LastPass Customer Records Stolen Via Klue Partner Breach

The timing is uncomfortable. Just as LastPass was rebuilding trust after its damaging 2022 breach, when encrypted password vaults were stolen and later partially cracked to fund cryptocurrency thefts, the company is now notifying customers that their names, phone numbers, email addresses, physical addresses, and customer support case records were stolen in a hack of Klue, a market research firm that served as a LastPass technology partner. LastPass's own infrastructure was not touched, but "our infrastructure was fine" is a harder sentence to say with conviction the second time around.

The breach at Klue was identified on June 12, 2026, according to TechCrunch's reporting, and the hacking and extortion group Icarus claimed responsibility, threatening to release the stolen data unless a ransom is paid. LastPass is not the only downstream victim: cybersecurity firms HackerOne, Recorded Future, and Tanium were also affected, making this one of the broader third-party supply-chain events of the year.

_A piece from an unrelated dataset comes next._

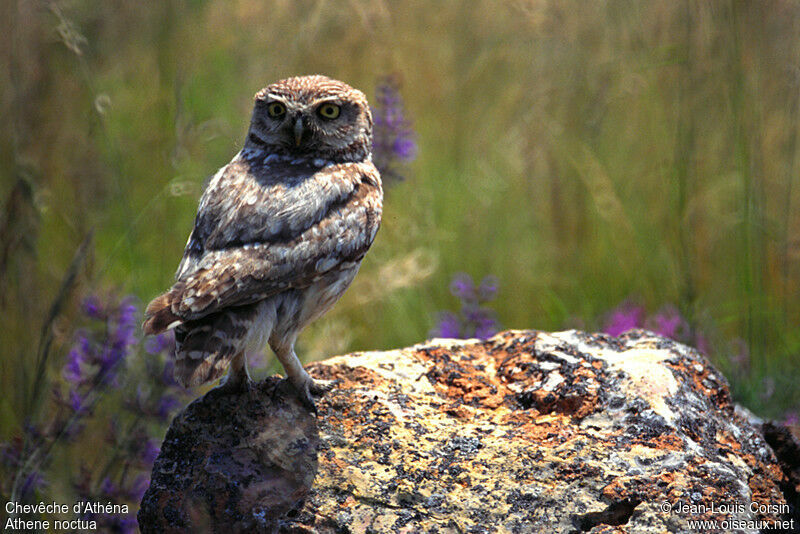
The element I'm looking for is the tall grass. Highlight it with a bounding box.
[1,0,799,513]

The particular sensitivity is the customer support case data. Contact details can be phished; support case records can arm an attacker with specific context about a user's setup and past problems, making follow-on social engineering sharper against a user base whose accounts unlock credentials for everything else. LastPass has not disclosed how many of its roughly 1.6 million paying customers, or its broader user base of over 33 million as of 2024 figures, were affected by this specific incident.

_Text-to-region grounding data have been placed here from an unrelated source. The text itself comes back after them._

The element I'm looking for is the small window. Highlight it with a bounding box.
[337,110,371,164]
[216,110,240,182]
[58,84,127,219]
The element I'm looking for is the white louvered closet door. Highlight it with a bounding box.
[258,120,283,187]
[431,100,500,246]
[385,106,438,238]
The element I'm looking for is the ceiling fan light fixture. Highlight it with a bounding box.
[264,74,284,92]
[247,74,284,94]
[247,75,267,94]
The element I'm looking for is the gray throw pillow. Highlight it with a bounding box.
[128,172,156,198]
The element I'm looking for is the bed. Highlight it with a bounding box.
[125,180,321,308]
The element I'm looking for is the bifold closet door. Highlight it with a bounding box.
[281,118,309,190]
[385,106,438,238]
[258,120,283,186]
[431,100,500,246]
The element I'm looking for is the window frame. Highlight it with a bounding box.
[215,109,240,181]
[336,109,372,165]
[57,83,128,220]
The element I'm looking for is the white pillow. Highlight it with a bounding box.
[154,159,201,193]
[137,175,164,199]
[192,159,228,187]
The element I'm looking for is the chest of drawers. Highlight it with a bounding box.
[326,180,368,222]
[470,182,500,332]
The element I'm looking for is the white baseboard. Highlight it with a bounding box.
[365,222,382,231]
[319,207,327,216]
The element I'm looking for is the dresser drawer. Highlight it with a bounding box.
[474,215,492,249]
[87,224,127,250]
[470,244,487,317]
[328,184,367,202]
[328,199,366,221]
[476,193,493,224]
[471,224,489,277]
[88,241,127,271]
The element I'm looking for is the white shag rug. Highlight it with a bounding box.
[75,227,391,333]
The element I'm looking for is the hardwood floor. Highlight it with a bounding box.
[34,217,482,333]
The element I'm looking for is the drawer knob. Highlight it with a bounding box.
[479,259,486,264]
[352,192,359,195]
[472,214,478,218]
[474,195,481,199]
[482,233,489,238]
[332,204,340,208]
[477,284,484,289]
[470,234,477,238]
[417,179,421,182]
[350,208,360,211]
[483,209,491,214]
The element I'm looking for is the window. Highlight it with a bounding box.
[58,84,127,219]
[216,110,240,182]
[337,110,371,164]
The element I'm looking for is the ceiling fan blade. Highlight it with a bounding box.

The honest caveat is that "third-party breach" is doing real work in LastPass's framing, and it is not wrong. Klue held the data, and LastPass's own systems were not compromised. But vendor relationships are a security decision. What the reporting does not give you is any detail on what vetting Klue received, what data-minimization controls were in place, or whether the support case data included anything beyond basic case identifiers. Those gaps matter for assessing real exposure.

Who benefits in the short term: competitors in the password management space, and the third-party risk management vendors who have been arguing for years that this kind of vendor-chain exposure is the real frontier of enterprise security risk.